Deep dive clickstream analytic series: Data Processing

Sep 14, 2024 · 5 min read · Clickstream Analytics AWS Amazon EMR Apache Spark Data Processing ·

Share on:

Overview

In this post, we will delve into the data processing module of our clickstream solution. This module is an optional component that normalizes raw clickstream events by cleaning, transforming, and enriching them to fit the standard clickstream data schema defined in the solution. It's designed for flexibility, reliability, high performance, and cost-effectiveness.

Overview Architecture

The data processing is designed for batch or micro-batch data processing to optimize performance and cost-effectiveness. It's primarily an Apache Spark application running on Amazon EMR Serverless to achieve a balance between high performance and cost. It offers the following capabilities:

The data processing job is triggered by a time-based Amazon EventBridge rule. The rule can be set to a fixed interval or any EventBridge rule-supported crontab expression. Users can tune the interval based on their business needs and budget; generally, more frequent processing intervals incur higher costs.
A Lambda function is executed when the scheduler is triggered. This function acts as a job submitter, which submits a new job to the EMR Serverless application created in the data pipeline provisioning. It performs the following steps:
- Scans the S3 bucket storing the raw events collected by the data ingestion service.
- Estimates the minimum computing resources needed for processing the batch data based on the data volume. It uses the last modified timestamp of S3 objects, which is a strongly consistent system, to find new and previously unprocessed files.
- Does nothing if no new data files are found in the S3 bucket since the last run. This saves costs, especially in test environments with occasional events.
- Submits a new job execution to the EMR Serverless application with initial CPU cores, memory size, and timestamp range as the application's arguments.
The data processing application, powered by Apache Spark, loads the given data files, cleans, transforms, and enriches the data, and finally writes the results back to the sink S3 bucket.

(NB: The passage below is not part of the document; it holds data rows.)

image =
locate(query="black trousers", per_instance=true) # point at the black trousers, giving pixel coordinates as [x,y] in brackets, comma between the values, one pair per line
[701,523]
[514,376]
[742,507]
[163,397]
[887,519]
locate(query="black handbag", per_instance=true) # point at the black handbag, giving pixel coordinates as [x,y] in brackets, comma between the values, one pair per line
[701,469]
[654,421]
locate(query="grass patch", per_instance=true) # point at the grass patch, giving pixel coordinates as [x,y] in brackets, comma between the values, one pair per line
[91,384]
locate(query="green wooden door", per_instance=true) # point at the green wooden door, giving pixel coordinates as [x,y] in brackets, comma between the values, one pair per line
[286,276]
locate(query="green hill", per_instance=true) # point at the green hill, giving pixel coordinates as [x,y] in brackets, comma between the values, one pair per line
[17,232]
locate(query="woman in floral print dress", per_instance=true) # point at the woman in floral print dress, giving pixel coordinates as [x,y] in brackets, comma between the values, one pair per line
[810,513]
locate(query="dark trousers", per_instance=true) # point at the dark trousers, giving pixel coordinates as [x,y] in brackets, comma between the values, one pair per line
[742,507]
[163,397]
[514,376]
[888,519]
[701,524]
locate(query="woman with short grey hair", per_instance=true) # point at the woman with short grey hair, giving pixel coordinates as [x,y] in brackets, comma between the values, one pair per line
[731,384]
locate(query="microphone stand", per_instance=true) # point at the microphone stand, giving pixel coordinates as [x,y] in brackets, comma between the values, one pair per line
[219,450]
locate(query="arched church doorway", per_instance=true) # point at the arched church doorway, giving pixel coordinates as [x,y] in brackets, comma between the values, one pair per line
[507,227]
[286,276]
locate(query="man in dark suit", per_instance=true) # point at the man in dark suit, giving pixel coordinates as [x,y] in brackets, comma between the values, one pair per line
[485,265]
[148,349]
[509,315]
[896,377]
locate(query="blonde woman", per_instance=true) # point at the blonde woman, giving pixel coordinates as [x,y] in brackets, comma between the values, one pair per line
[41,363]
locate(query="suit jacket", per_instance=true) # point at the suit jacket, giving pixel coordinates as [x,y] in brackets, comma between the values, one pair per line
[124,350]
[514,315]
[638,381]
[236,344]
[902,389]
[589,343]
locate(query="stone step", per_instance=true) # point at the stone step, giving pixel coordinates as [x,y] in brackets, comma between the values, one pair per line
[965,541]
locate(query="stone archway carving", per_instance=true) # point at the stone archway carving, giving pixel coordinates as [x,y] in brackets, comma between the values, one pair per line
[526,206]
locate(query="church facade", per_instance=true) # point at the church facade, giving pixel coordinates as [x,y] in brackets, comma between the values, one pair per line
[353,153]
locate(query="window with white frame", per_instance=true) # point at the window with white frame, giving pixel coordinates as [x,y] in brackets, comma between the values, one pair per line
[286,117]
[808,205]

Flexibility - A Pluggable Data Processing Implementation

The solution provides flexibility to support multiple SDKs and even unknown third-party clients based on HTTP protocol, as mentioned in the data ingestion section. The data processing application has a pluggable implementation to support other data transform and data enrichment implementations. When introducing a new client that sends clickstream events, you can create a custom data transform implementation to clean and transform the data to the normalized data schema of the solution. You can also specify zero or multiple enrichment implementations to enhance the clickstream event.

By default, the solution provides three data transformers to support the official SDKs of the clickstream solution, Google Tag Manager for server-side tagging (you can follow the Guidance for Using Google Tag Manager for Server-Side Website Analytics on AWS to set up GTM server-side servers on AWS), and Sensors Data.

Additionally, the solution provides the following built-in enrichments for clickstream events:

IP enrichment: Uses GeoLite2 Free Geolocation Data by MaxMind to enrich source IP with city, continent, and country information.
UA enrichement: Uses ua_parser Java library to enrich User-Agent in the HTTP header with device and browser information.
Traffic source enrichment: Uses page referrer, well-known UTM parameters, and configurable mediums to enrich the source, medium, campaign, and Click ID of the traffic for your websites and mobile applications.

If you want to analyze your custom data with these built-in benefits, you can refer to this documentation to start developing your transform implementation and custom enrichment implementations.

Data Schema

The data processing module processes raw clickstream events, which are mostly JSON data containing one or more client-side events, into the normalized data schema defined in the solution for further data modeling. The solution uses the following four tables to represent clickstream events:

Event: This table stores event data. Each record represents an individual event. The event records keep all common properties collected by the SDK and the custom properties specified by the user as a JSON object. Additionally, the data processing application appends a few JSON object columns to collect process info such as source IP, source file, etc.
User: This table stores the latest user attributes. Each record represents a visitor (pseudonymous user).
Item: This table stores event-item data. Each record represents an event that is associated with an item.
Session: This table stores session data. Each record represents a session for each pseudonymous user. See detailed session definition in the SDK manual.

Data Storage

By default all processed data are stored in S3 bucket forever, you can use the lifecycle of S3 object to automatically deleting the out-dated files and save costs.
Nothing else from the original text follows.